Pikun Bukan Penyakit Biasa

| 04 Jan 2020 14:28
Pikun Bukan Penyakit Biasa
Ilustrasi (Pixabay)
Bandung, era.id – Setiap anak punya kewajiban berbakti kepada orang tua. Anak harus membantu kesulitan orang tua, termasuk ketika orang tua memasuki masa tua dan mulai lupa atau yang sering disebut pikun. Dan ketika orangtua masuk pada masa pikun, jangan heran jika mereka lebih cerewet atau sering lupa segala sesuatu. Sebaiknya kamu harus tahu penyebabnya.

Dalam istilah kedokteran, kepikunan merupakan gejala dari penyakit dimensia. Dokter spesialis saraf Yustiani Dikot dr. SpS (K)., bilang dimensia merupakan kumpulan gejala yang menimbulkan gangguan kognitif seperti memori, atensi, bahasa/komunikasi. Gangguan ini akan disertai masalah pada perilaku atau kepribadian. Orang yang dimensia tak dapat melakukan aktivitas pribadi sehari-hari.

“Jadi pasien dimensia enggak mandiri lagi,” ucap Yustiani Dikot, saat berbincang dengan era.id, di RS Borromeus, baru-baru ini. 

Penyakit degeneratif karena faktor usia ini terdiri dari banyak jenis, di antaranya dan yang paling banyak ialah Alzheimer dan dimensia vaskuler. Alzheimer merupakan penyakit yang menyebabkan kemunduran fungsi otak, melemahnya daya ingat, berkurangnya kemampuan berpikir dan berbicara, dan terjadinya perubahan perilaku. Selain penyakit degeneratif, Alzheimer juga terkait dengan faktor genetik.

Menurut Yustiani Dikot, hingga kini penyakit Alzheimer belum ada obatnya. Namun jika telah terdeteksi, penyakit ini bisa ditangani secara medis sehingga dampaknya bisa ditekan atau diperlambat. Tujuannya agar pasien masih bisa mandiri, tidak merepotkan orang lain. 

Penyakit Alzheimer biasanya muncul pada usia 60 tahun. Namun faktor risikonya bisa terdeteksi sejak usia 45 tahun. “Nah, diperkirakan dari 3 orang usia 80 tahun, 1 di antaranya itu Alzheimer,” katanya.

Jadi, kepikunan sebenarnya bukan hal biasa bagi orangtua. Melainkan harus dicari penyebabnya. “Harus dicari sebabnya apakah masuk Alzheimer atau dimensia lainnya. Setelah mengetahui penyebabnya, tentu harus diobati atau perbaiki, kalau tidak dia akan makin ketergantungan,” terangnya. 

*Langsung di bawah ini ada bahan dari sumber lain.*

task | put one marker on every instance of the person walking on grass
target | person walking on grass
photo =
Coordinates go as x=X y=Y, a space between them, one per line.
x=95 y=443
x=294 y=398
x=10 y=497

Ciri-ciri orang dengan Alzheimer maupun dimensia antara lain lupa manaruh barang, bicara diulang-ulang atau cerewet, mudah curiga atau berprasangka; jika berpergian, ia bisa lupa jalan pulang. 

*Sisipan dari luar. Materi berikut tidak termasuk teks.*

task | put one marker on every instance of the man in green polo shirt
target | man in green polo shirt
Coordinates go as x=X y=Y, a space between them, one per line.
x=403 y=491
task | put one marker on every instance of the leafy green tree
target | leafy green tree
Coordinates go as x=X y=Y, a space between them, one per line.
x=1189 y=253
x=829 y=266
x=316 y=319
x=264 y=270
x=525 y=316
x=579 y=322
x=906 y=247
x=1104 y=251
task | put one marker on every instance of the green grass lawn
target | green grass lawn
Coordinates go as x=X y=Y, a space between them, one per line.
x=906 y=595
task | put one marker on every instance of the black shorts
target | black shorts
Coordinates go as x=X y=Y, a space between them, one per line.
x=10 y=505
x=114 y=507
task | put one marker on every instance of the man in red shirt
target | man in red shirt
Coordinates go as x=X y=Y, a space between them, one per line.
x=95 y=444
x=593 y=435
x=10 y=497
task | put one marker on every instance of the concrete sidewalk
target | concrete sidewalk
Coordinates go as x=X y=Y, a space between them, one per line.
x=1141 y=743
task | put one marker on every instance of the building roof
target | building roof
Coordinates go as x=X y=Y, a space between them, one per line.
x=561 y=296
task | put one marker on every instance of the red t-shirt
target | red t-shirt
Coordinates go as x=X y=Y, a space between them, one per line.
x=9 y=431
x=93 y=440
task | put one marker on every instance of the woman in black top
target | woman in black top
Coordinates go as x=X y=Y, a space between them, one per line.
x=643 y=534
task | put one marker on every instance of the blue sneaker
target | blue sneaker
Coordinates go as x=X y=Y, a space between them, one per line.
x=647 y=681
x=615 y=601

Pasien dimensia juga akan menghadapi kebingungan ketika memenuhi kebutuhan sehari-hari, misalnya bingung cara bikin minum, menuangkan yang seharusnya ke gelas malah ke piring, kesulitan memakai baju, dan kebingungan menggunakan ATM, dan seterusnya. Ada pula pasien yang perilakunya seperti anak kecil, bahkan rebutan makanan atau barang dengan anak atau cucunya.

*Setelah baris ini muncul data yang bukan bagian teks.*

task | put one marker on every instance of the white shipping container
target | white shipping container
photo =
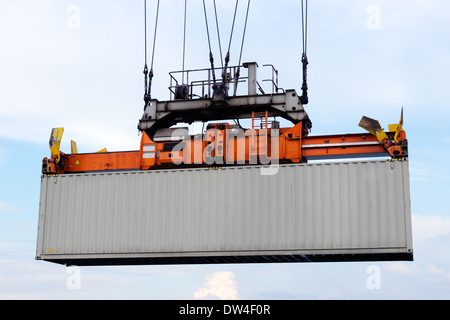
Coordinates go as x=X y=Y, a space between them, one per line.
x=346 y=211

Sayangnya, kata Yustiani Dikot, masyarakat belum menyadari tentang penyakit dimensia dan segala macam jenisnya. Padahal tanda-tanda dimensia sudah dikenal masyarakat, misalnya ada istilah pikun. Ada juga pemahaman bahwa masa tua adalah masanya kembali ke anak-anak. 

“Orangtua yang kekanak-kanakan dianggap sudah biasa, padahal itu bisa dicegah jika kita mengetahui penyebabnya,” terang ahli neurologi lulusan Fakultas Kedokteran Unpad ini.